You are viewing a plain text version of this content. The canonical link for it is here.
Posted to commits@spark.apache.org by do...@apache.org on 2023/03/22 01:00:57 UTC

[spark] branch branch-3.4 updated: [SPARK-42888][BUILD] Upgrade `gcs-connector` to 2.2.11

This is an automated email from the ASF dual-hosted git repository.
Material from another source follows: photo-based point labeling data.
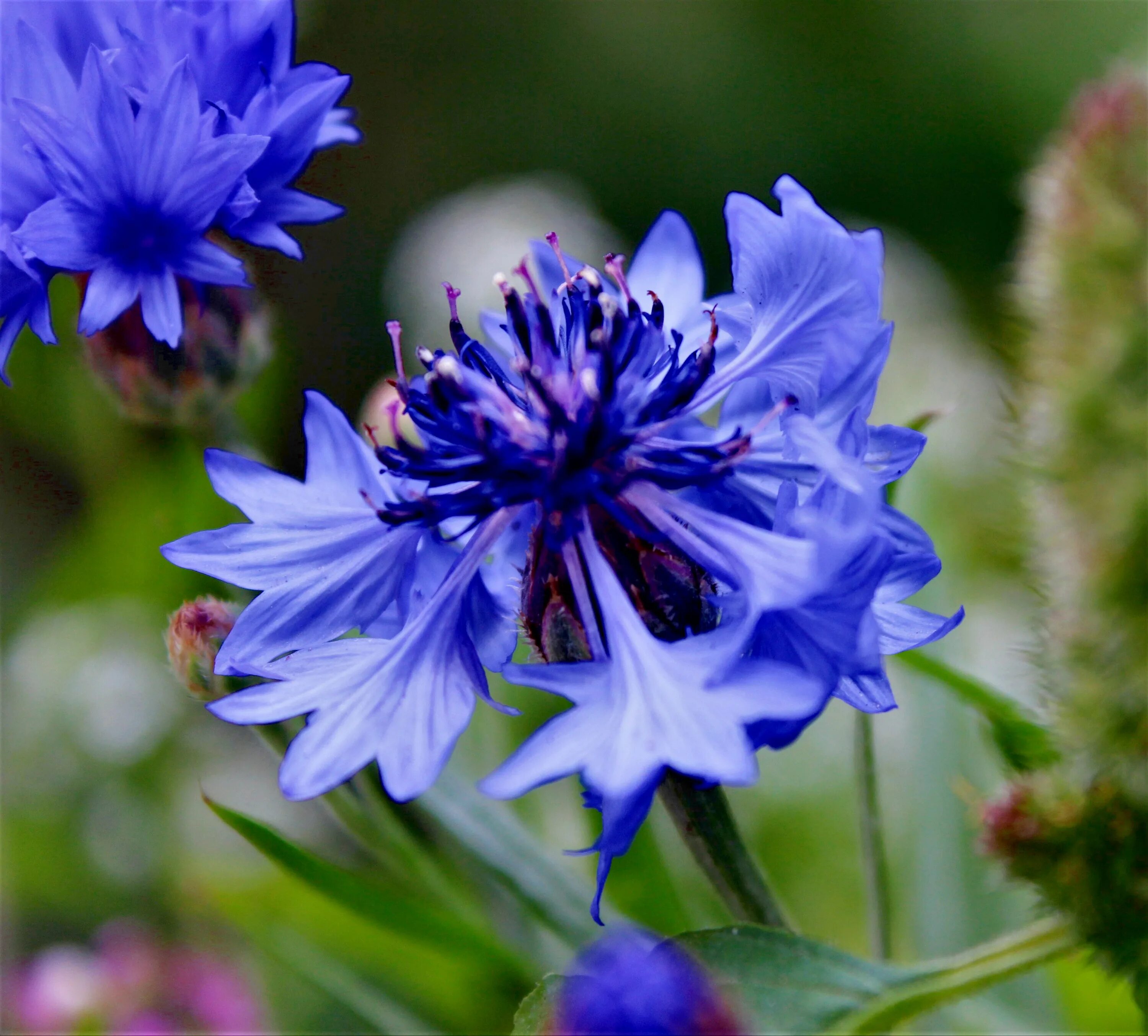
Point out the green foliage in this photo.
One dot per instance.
(534, 1015)
(1084, 287)
(780, 982)
(1023, 744)
(395, 910)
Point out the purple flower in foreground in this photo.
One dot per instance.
(696, 592)
(628, 982)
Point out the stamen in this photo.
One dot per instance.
(453, 294)
(553, 238)
(774, 412)
(395, 330)
(615, 269)
(524, 272)
(657, 311)
(590, 276)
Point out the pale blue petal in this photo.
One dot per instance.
(163, 314)
(109, 292)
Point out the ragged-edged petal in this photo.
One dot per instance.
(163, 315)
(905, 627)
(207, 262)
(815, 291)
(317, 549)
(210, 177)
(349, 583)
(340, 466)
(669, 263)
(108, 293)
(168, 125)
(868, 692)
(61, 233)
(892, 451)
(621, 817)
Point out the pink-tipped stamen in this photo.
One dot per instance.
(524, 272)
(453, 294)
(553, 238)
(395, 330)
(772, 415)
(613, 266)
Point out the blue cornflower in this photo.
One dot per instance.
(628, 982)
(190, 117)
(135, 194)
(695, 591)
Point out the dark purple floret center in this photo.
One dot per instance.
(142, 239)
(573, 418)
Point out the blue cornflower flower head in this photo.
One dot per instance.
(628, 982)
(695, 591)
(134, 130)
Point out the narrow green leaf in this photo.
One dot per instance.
(367, 898)
(781, 982)
(1022, 741)
(341, 984)
(536, 1012)
(492, 833)
(957, 978)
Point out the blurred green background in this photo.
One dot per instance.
(486, 124)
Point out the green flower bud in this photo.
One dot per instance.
(196, 631)
(224, 346)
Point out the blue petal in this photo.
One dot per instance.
(892, 451)
(108, 293)
(814, 288)
(669, 263)
(163, 315)
(869, 692)
(904, 627)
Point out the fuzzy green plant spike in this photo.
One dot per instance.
(1080, 831)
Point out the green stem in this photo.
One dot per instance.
(962, 976)
(708, 827)
(873, 842)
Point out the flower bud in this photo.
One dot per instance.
(225, 344)
(196, 631)
(627, 982)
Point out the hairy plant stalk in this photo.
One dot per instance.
(708, 827)
(873, 842)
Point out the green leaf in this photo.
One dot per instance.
(494, 836)
(344, 985)
(535, 1013)
(1022, 741)
(367, 898)
(786, 984)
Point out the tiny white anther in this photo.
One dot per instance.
(448, 368)
(590, 276)
(395, 330)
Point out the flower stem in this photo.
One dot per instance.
(873, 844)
(954, 978)
(708, 827)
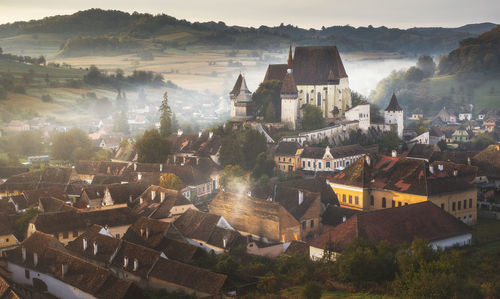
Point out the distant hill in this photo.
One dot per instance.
(157, 32)
(468, 75)
(475, 54)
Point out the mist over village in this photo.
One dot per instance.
(212, 149)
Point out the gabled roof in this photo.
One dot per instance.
(289, 87)
(397, 225)
(188, 276)
(287, 148)
(275, 72)
(393, 104)
(312, 65)
(205, 227)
dongjoon pushed a commit to branch branch-3.4
in repository https://gitbox.apache.org/repos/asf/spark.git


The following commit(s) were added to refs/heads/branch-3.4 by this push:
     new ca260cccb15 [SPARK-42888][BUILD] Upgrade `gcs-connector` to 2.2.11
ca260cccb15 is described below

commit ca260cccb15d5c28b0a25cf0423723700d343d3c
Author: Chris Nauroth <cn...@apache.org>
AuthorDate: Tue Mar 21 18:00:35 2023 -0700

    [SPARK-42888][BUILD] Upgrade `gcs-connector` to 2.2.11
    
    ### What changes were proposed in this pull request?
    
    Upgrade the [GCS Connector](https://github.com/GoogleCloudDataproc/hadoop-connectors/tree/v2.2.11/gcs) bundled in the Spark distro from version 2.2.7 to 2.2.11.
    
    ### Why are the changes needed?
    
    The new release contains multiple bug fixes and enhancements discussed in the [Release Notes](https://github.com/GoogleCloudDataproc/hadoop-connectors/blob/v2.2.11/gcs/CHANGES.md). Notable changes include:
    * Improved socket timeout handling.
    * Trace logging capabilities.
    * Fix bug that prevented usage of GCS as a [Hadoop Credential Provider](https://hadoop.apache.org/docs/current/hadoop-project-dist/hadoop-common/CredentialProviderAPI.html).
    * Dependency upgrades.
    * Support OAuth2 based client authentication.
    
    ### Does this PR introduce _any_ user-facing change?
    
    Distributions built with `-Phadoop-cloud` now include GCS connector 2.2.11 instead of 2.2.7.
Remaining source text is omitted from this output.